Poor Ennuyé was silenced—nay, he even blushed. The adjutant's girls recalled an episode in which the gallant cornet had shone in a rather verdant light. Fane had effectually quieted him.
"I wonder if Florence Aspeden will marry Mount?" I remarked to Fane, when the others had left us. "She does not seem to pay him much heed yet; but still——"
"The devil, no!" cried Fane, in an unusually energetic manner. "I would stake my life she would not have such a muff as that, if he owned half the titles in the peerage!"
"You seem rather excited about the matter," I observed. "It would not be such a bad match for her, for you know she has no tin; but I am sure, with your opinion on love-matches, you would not counsel Mount to such a step."

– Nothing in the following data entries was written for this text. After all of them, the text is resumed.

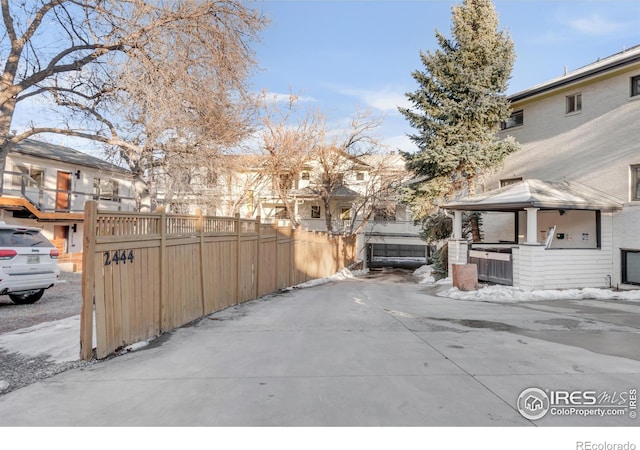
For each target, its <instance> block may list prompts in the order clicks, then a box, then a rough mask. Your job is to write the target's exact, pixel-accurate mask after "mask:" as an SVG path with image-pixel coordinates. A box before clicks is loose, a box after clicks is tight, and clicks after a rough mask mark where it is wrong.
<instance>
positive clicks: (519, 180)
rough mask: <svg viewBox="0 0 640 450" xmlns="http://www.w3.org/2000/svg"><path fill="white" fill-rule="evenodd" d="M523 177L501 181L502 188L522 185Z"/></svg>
mask: <svg viewBox="0 0 640 450" xmlns="http://www.w3.org/2000/svg"><path fill="white" fill-rule="evenodd" d="M521 182H522V177H512V178H502V179H501V180H500V187H506V186H511V185H513V184H517V183H521Z"/></svg>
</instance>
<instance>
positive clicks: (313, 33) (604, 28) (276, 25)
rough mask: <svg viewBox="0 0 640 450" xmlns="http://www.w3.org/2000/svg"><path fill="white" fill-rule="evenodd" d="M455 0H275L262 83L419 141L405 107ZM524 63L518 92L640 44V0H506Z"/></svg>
mask: <svg viewBox="0 0 640 450" xmlns="http://www.w3.org/2000/svg"><path fill="white" fill-rule="evenodd" d="M458 3H460V1H452V0H414V1H392V0H377V1H376V0H369V1H365V0H360V1H355V0H351V1H350V0H346V1H340V0H333V1H286V0H265V1H262V2H260V3H259V8H260V9H261V10H262V11H263V12H264V14H265V15H266V16H267V17H269V18H270V19H271V23H270V25H269V26H268V27H267V29H266V30H265V31H264V32H263V35H262V41H261V42H260V43H259V44H258V45H257V46H256V52H257V55H256V56H257V59H258V62H259V65H260V67H261V71H260V72H259V73H258V74H257V76H255V77H254V78H253V80H252V84H253V86H254V88H255V89H256V90H262V89H265V90H266V91H268V92H269V93H272V94H288V93H289V92H293V93H295V94H299V95H300V96H301V98H302V99H303V100H304V101H306V102H308V104H309V105H310V106H311V107H313V108H318V109H320V110H321V111H322V112H323V113H324V114H325V115H326V116H327V117H328V118H329V124H330V125H331V126H336V127H339V126H341V125H344V124H345V123H348V122H347V121H348V119H349V118H350V117H351V116H353V114H354V113H356V112H357V111H364V110H367V109H368V110H370V111H371V112H372V113H373V114H376V115H381V116H384V117H385V121H384V126H383V127H382V128H381V129H380V130H379V137H380V138H381V139H383V140H384V142H385V143H387V144H388V145H390V146H391V147H392V148H394V149H398V148H400V149H402V150H411V149H412V148H413V147H412V144H411V143H410V141H409V140H408V138H407V137H406V135H407V134H408V133H409V134H410V133H412V132H413V130H412V129H411V127H409V125H408V123H407V122H406V120H405V119H404V118H403V117H402V116H400V115H399V113H398V112H397V106H398V105H399V104H402V103H403V102H405V101H406V98H405V95H404V94H405V93H406V92H411V91H414V90H415V89H416V88H417V85H416V83H415V81H414V80H413V78H412V77H411V73H412V72H413V71H414V70H416V69H420V70H422V69H423V66H422V63H421V61H420V57H419V54H420V51H428V50H436V49H437V48H438V47H437V44H436V41H435V30H436V29H437V30H438V31H440V32H441V33H443V34H445V35H446V36H450V27H451V8H452V6H453V5H455V4H458ZM494 5H495V8H496V11H497V12H498V15H499V20H500V28H501V29H504V30H506V31H508V32H509V34H510V36H511V38H512V40H513V41H514V44H515V49H516V55H517V59H516V63H515V68H514V71H513V74H512V78H511V82H510V87H509V91H508V93H515V92H518V91H520V90H523V89H526V88H528V87H531V86H533V85H536V84H539V83H541V82H544V81H547V80H550V79H552V78H555V77H558V76H560V75H562V74H563V72H564V69H565V67H566V68H567V69H568V70H569V71H571V70H575V69H577V68H579V67H582V66H584V65H587V64H589V63H591V62H594V61H596V60H597V59H598V58H603V57H606V56H609V55H612V54H614V53H617V52H620V51H621V50H622V49H623V48H630V47H632V46H635V45H640V1H638V0H627V1H616V0H592V1H584V0H583V1H577V0H574V1H569V0H565V1H535V0H529V1H526V0H510V1H507V0H504V1H502V0H496V1H494Z"/></svg>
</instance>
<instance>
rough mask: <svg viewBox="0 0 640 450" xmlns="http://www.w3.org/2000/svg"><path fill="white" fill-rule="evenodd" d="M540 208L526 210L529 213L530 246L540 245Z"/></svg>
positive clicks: (528, 209) (528, 219)
mask: <svg viewBox="0 0 640 450" xmlns="http://www.w3.org/2000/svg"><path fill="white" fill-rule="evenodd" d="M539 209H540V208H525V211H527V241H526V243H527V244H528V245H536V244H537V243H538V231H537V230H538V210H539Z"/></svg>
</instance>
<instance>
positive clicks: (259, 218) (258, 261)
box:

"Of course not!" replied Fane, in his ordinary cool tones. "A man has no right to marry for love, except he is one of those fortunate individuals who own half a county, or some country doctor or parson of whom the world takes no notice. There may be a few exceptions. But yet," he continued, with the air of a person trying to convince himself against his will, "did you ever see a love match turn out happily? It is all very well for the first week, but the roses won't bloom in winter, and then the cottage walls look ugly. Then a fellow cannot live as he did en garçon, and all his friends drop him, and altogether it is an act no wise man would perpetrate. But I shall forget to give you a message I was intrusted with. They are going to get up some theatricals at Woodlands. I have promised to take Sir Thomas Clifford (the piece is the 'Hunchback'). and they want you to play Modus to Mary Aspeden's Helen. Do, old fellow. Acting is very good fun with a pretty girl——"
"Like the Julia you will have, I suppose," I said. "Very well, I will be amiable and take it. Mary will make a first-rate Helen. Come and have a game of billiards, will you?"
"Can't," replied the gallant captain. "I promised to go in half an hour with—with the Aspedens to see some waterfall or ruin, or something, and the time is up. So, au revoir, monsieur."
Many of ours were pressed into the service for the coming theatricals, and right willingly did we rehearse a most unnecessary number of times. Many merry hours did we spend at Woodlands, and I sentimentalized away desperately to Mary Aspeden; but, somehow or other, always had an uncomfortable suspicion that she was laughing at me. She never seemed the least impressed by all my gallantries and pretty speeches, which was peculiarly mortifying to a moustached cornet of twenty, who thought himself irresistible. I began, too, to get terribly jealous of Tom Cleaveland, who, by right of his cousinship, arrived at a degree of intimacy I could not attain.
One morning Fane and I (who were going to dine there that evening), the Miss Aspedens, and, of course, that Tom Cleaveland, were sitting in the drawing-room at Woodlands. Fane and Florence were going it at some opera airs (what passionate emphasis that wicked fellow gave the loving Italian words as his rich voice rolled them out to her accompaniment!), the detestable Trinity-man had been discoursing away to Mary on boat-racing, outriggers, bumping, and Heaven knows what, and I was just taking the shine out of him with the description of a shipwreck I had had in the Mediterranean, when Mary, who sat working at her broderie, and provokingly giving just as sweet smiles to the one as to the other, interrupted me with—
"Goodness, Florie, there is Mr. Mills coming up the avenue. He is my cousin's admirer and admiration!" she added, mischievously, as the door opened, and a little man about forty entered.